For those that want to compare HN before and after TechCrunch's article, here
is what the homepage looked like:

Before:
[http://web.archive.org/web/20080308054301/http://news.ycombi...](http://web.archive.org/web/20080308054301/http://news.ycombinator.com/)

After:
[http://web.archive.org/web/20080312014516/http://news.ycombi...](http://web.archive.org/web/20080312014516/http://news.ycombinator.com/)

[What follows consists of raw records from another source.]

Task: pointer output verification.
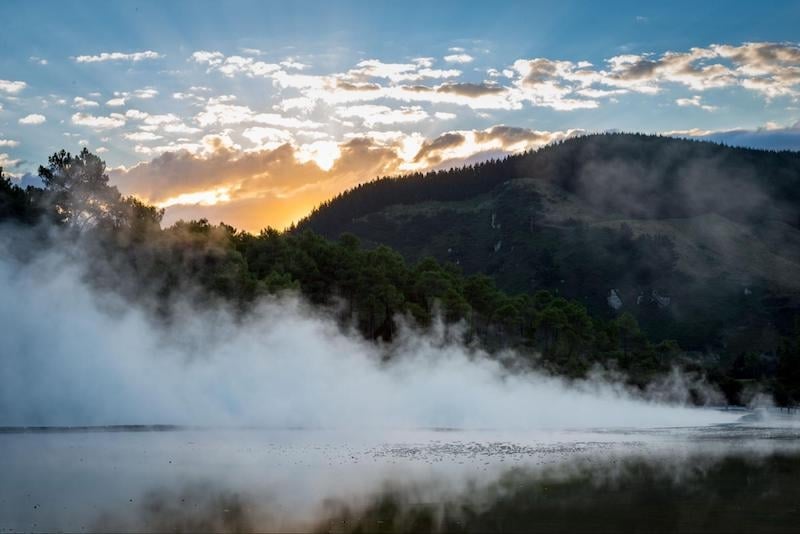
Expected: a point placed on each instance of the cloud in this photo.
(767, 137)
(280, 180)
(471, 90)
(12, 87)
(233, 65)
(142, 136)
(398, 72)
(464, 145)
(33, 119)
(6, 161)
(121, 97)
(262, 135)
(230, 114)
(80, 102)
(115, 120)
(119, 56)
(372, 115)
(694, 101)
(459, 58)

A lot of people here on HN (pg included) agree that the site quality has gone
down a little over the past few years. As this is probably the result of the
number of users and we know that TechCrunch has contributed to that number, we
can safely say that the two are somewhat correlated. However, the heated
discussions and behavior that has come as a result are probably more worrisome
than the new users themselves. Just something to think about.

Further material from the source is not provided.